Funny, I had just heard Jen Louden say this very thing in an online class last week. She reassured the audience that everyone has a gap. Even the most successful authors. “Post a note above your desk and write this on it,” she suggested. “Everybody has a gap.”

Haig also wrote in his book (that I always mistakenly call Reasons Not To Kill Yourself,) “Don’t worry about the time you lose to despair. The time you will have afterward has just doubled its value.”

Again, this struck me, as I had just watched an interview on YouTube of memoirist Dani Shapiro talking about her writing process. She had stepped away from a manuscript for a few months and when she came back to it she wanted to take a pickaxe to it!

That moment when you realize you need to restructure.

She despaired, but she called it “productive despair,” claiming that the time away was necessary and useful because it gave her perspective. Only after coming back could she see with clarity that her book needed restructuring. She said it’s the second to last stage of the book writing when you have to move through the murky waters before touching the bottom, and that the bottom is what it takes to propel yourself back “up, up, up” to the surface. “There’s light up there,” she said, “but first we have to live in the depths.”

I’ve been living in the murky depths longer than my short attention span allows. Three months is a comfortable length of time for me to immerse myself in a project. Three months, not nine months and four years. (I finished my other two books in well under a year.) Worse, my stalled-out period is pushing the finish line even farther out. How much longer is this going to take?!

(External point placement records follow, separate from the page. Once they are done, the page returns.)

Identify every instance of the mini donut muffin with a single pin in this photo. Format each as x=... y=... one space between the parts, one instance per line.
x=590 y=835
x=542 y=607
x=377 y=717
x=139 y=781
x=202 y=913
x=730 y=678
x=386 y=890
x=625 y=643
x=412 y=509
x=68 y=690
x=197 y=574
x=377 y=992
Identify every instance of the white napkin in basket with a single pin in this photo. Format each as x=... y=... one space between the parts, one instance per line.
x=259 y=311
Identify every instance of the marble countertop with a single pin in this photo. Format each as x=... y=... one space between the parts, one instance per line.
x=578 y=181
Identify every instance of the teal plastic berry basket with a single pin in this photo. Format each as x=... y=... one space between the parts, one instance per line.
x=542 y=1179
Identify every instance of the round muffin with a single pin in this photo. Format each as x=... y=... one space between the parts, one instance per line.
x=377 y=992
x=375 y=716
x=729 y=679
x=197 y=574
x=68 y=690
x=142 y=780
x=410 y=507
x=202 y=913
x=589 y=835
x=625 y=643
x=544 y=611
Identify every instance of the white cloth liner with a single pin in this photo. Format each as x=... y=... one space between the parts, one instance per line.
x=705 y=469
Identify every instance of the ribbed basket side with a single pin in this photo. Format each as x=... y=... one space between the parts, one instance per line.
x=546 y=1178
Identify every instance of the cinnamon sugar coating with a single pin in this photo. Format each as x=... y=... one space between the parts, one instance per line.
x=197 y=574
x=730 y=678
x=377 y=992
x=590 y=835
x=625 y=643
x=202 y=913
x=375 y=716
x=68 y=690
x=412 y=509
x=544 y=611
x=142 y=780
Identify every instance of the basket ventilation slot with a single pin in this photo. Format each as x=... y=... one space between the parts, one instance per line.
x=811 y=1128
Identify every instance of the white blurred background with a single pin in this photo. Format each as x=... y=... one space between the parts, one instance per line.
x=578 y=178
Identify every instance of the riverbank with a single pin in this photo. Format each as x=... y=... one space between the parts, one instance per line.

Enter John le Carré. I watched the “60 Minutes” interview my sister recommended.

Le Carré said of his first book, the bestseller The Spy Who Came in from The Cold, “I wrote it very fast, the story. But I had no idea where I was going at first. And it just flowed.”

That’s how I felt about writing Making Piece. It flowed so easily I felt like someone else was writing it and I was just there to type. So why has my American Gothic House memoir been such hard work? Why does it feel like it’s a baby that doesn’t want to be born?

Le Carré  answered the questions for me as he continued, “I think you get a break like that once in your writing life. I really believe — nothing else came to me so naturally, so fast.”

There you have it. Le Carré had his gaps. He had his productive despair. He had to work at his writing — really work. And look where it got him. He’s made enough money to buy a private jet. (Though he is so humble he would never think of it.)

As I continued to listen, I exhaled (as one must do when Scuba diving in the murky depths of productive despair.) I could feel the air leave my lungs, percolating out in a stream of little bubbles. The fact that I was still breathing was as encouraging as John le Carré’s admission that writing is hard even for him.

I take in all of this as encouragement, a new inventory of helpful wisdom from those who have dredged the sea bottom before me. But I’m still underwater, still struggling. Especially with the overall theme of the book. Because the most important question of all to me is What will the reader take away from my story? Will they be inspired to choose their own fork in the road and follow the path that beckons to a new and unknowable adventure? Or will the reader wonder, “Girl, why the hell didn’t you just move out when you saw that first snake?” and then dismiss the rest of the story.

So while I wait to hit bottom (Seriously?! It’s going to get worse before it gets better?!) I will accept that this is my gap.

I will do the breast stroke through the dark waters and trust that I will eventually swim back to the surface.

I will look for new methods of silencing my Inner Critic.

I will stop putting time pressure on myself. (Who cares how long it takes? Some authors take five, ten years to write their books. And they end up being classics. Hello? Ever heard of Gone With the Wind, Harry Potter, The Hobbit?)

I will clean off my mask and snorkel, and grab my surfboard. Because that flow is coming back and I’m going to be ready to ride that wave when it does.

I will finish (and publish) this book. And once I’m done I will text my sister. I already have the perfect bitmoji for it.